Zarr¶
Zarr is a Python package providing an implementation of chunked, compressed, N-dimensional arrays.
Highlights¶
- Create N-dimensional arrays with any NumPy dtype.
- Chunk arrays along any dimension.
- Compress chunks using the fast Blosc meta-compressor or alternatively using zlib, BZ2 or LZMA.
- Store arrays in memory, on disk, inside a Zip file, on S3, ...
- Read an array concurrently from multiple threads or processes.
- Write to an array concurrently from multiple threads or processes.
Status¶
Zarr is still in an early, experimental phase of development. Feedback and bug reports are very welcome, please get in touch via the GitHub issue tracker.
Installation¶
Install Zarr from PyPI:
$ pip install zarr
Please note that Zarr includes a C extension providing integration with the Blosc library. Pre-compiled binaries are available for Linux and Windows platforms and will be installed automatically via pip if available.
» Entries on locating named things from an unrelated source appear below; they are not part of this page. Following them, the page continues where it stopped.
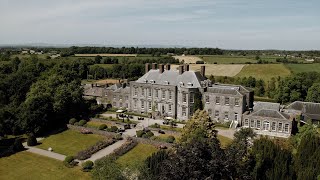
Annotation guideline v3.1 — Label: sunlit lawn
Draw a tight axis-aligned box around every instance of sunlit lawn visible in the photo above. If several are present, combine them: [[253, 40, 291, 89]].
[[37, 130, 103, 155], [0, 151, 91, 180], [116, 143, 158, 169]]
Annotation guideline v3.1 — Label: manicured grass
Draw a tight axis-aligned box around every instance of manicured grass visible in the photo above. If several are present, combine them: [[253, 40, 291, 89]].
[[0, 151, 91, 180], [236, 64, 291, 83], [37, 130, 103, 155], [286, 63, 320, 73], [218, 134, 232, 148], [116, 143, 158, 169]]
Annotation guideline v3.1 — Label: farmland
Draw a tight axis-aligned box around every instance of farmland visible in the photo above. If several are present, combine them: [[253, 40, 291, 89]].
[[236, 64, 291, 82], [172, 64, 245, 77], [286, 63, 320, 73]]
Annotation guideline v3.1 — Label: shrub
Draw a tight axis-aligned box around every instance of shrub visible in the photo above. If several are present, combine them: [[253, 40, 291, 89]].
[[77, 139, 116, 160], [79, 119, 87, 126], [69, 118, 77, 125], [63, 156, 78, 168], [166, 136, 176, 143], [12, 138, 24, 152], [146, 131, 154, 138], [98, 124, 108, 130], [108, 126, 118, 132], [27, 134, 38, 146], [136, 130, 144, 137], [81, 161, 93, 172]]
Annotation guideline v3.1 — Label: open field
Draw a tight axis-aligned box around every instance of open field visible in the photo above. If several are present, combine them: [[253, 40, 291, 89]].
[[116, 143, 158, 169], [74, 54, 137, 57], [37, 130, 103, 156], [173, 56, 202, 64], [236, 64, 291, 83], [286, 63, 320, 73], [0, 151, 91, 180], [172, 64, 245, 77]]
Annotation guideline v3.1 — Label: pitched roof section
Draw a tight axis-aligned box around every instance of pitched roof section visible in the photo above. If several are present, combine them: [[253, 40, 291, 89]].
[[250, 109, 290, 120], [287, 101, 320, 120], [136, 69, 206, 88]]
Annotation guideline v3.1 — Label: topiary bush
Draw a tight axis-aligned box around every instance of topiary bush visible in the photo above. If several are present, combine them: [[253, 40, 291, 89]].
[[63, 156, 78, 168], [81, 161, 93, 172], [108, 126, 118, 132], [98, 124, 108, 130], [27, 134, 38, 146], [79, 119, 87, 126], [69, 118, 77, 125], [166, 136, 176, 143], [136, 130, 144, 137]]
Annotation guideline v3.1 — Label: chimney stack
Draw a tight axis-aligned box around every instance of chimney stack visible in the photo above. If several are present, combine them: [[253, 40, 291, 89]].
[[166, 63, 171, 71], [145, 63, 150, 73], [179, 65, 183, 75], [159, 64, 164, 73], [184, 64, 189, 71], [200, 66, 206, 77], [152, 63, 157, 70]]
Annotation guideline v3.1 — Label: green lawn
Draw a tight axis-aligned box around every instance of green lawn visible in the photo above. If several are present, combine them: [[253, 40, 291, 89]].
[[286, 63, 320, 73], [116, 143, 158, 169], [0, 151, 91, 180], [37, 130, 103, 155], [218, 134, 232, 148], [236, 64, 291, 83]]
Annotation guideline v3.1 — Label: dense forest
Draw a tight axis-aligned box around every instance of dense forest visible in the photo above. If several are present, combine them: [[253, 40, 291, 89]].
[[93, 111, 320, 180]]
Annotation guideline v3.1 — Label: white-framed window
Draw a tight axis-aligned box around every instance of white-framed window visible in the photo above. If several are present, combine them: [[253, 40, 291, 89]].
[[206, 95, 210, 103], [224, 111, 229, 120], [141, 88, 145, 97], [182, 107, 187, 116], [190, 93, 194, 103], [182, 93, 187, 103], [214, 110, 219, 118], [148, 101, 152, 110], [244, 119, 249, 127], [263, 121, 270, 131], [162, 90, 166, 99], [148, 88, 151, 97], [250, 119, 256, 128], [224, 97, 230, 106], [257, 120, 261, 129], [271, 121, 277, 131], [141, 100, 144, 109], [284, 123, 289, 133], [278, 122, 283, 132], [216, 96, 220, 104], [234, 98, 240, 106], [134, 88, 138, 96], [169, 91, 172, 100]]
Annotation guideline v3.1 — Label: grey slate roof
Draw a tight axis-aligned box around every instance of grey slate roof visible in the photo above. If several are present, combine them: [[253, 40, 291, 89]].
[[286, 101, 320, 120], [253, 101, 280, 111], [136, 69, 206, 88], [249, 109, 290, 120]]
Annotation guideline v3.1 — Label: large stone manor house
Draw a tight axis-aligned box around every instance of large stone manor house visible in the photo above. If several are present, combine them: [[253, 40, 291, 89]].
[[84, 63, 320, 137]]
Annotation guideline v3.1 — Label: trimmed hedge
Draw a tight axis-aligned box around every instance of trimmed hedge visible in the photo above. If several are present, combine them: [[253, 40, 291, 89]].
[[76, 139, 116, 160]]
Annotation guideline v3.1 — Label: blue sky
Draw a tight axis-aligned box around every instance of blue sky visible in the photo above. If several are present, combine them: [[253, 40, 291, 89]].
[[0, 0, 320, 50]]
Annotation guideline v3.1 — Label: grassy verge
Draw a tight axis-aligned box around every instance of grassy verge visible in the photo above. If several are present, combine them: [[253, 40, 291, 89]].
[[37, 130, 104, 155], [116, 143, 158, 169], [0, 152, 91, 180]]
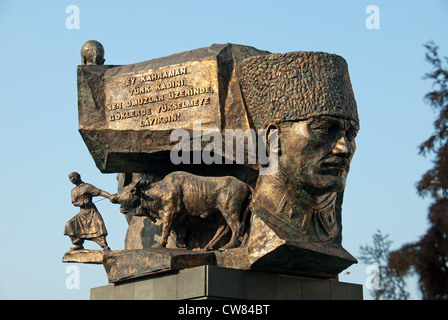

However, if you have a newer CPU that supports the AVX2 instruction set (e.g., Intel Haswell, Broadwell or Skylake) then compiling from source is preferable, as the Blosc library includes some optimisations for those architectures:
$ pip install --no-binary=:all: zarr%
To work with Zarr source code in development, install from GitHub:
$ git clone --recursive https://github.com/alimanfoo/zarr.git
$ cd zarr
$ python setup.py install
Acknowledgments¶
Zarr bundles the c-blosc library and uses it as the default compressor.
Zarr is inspired by HDF5, h5py and bcolz.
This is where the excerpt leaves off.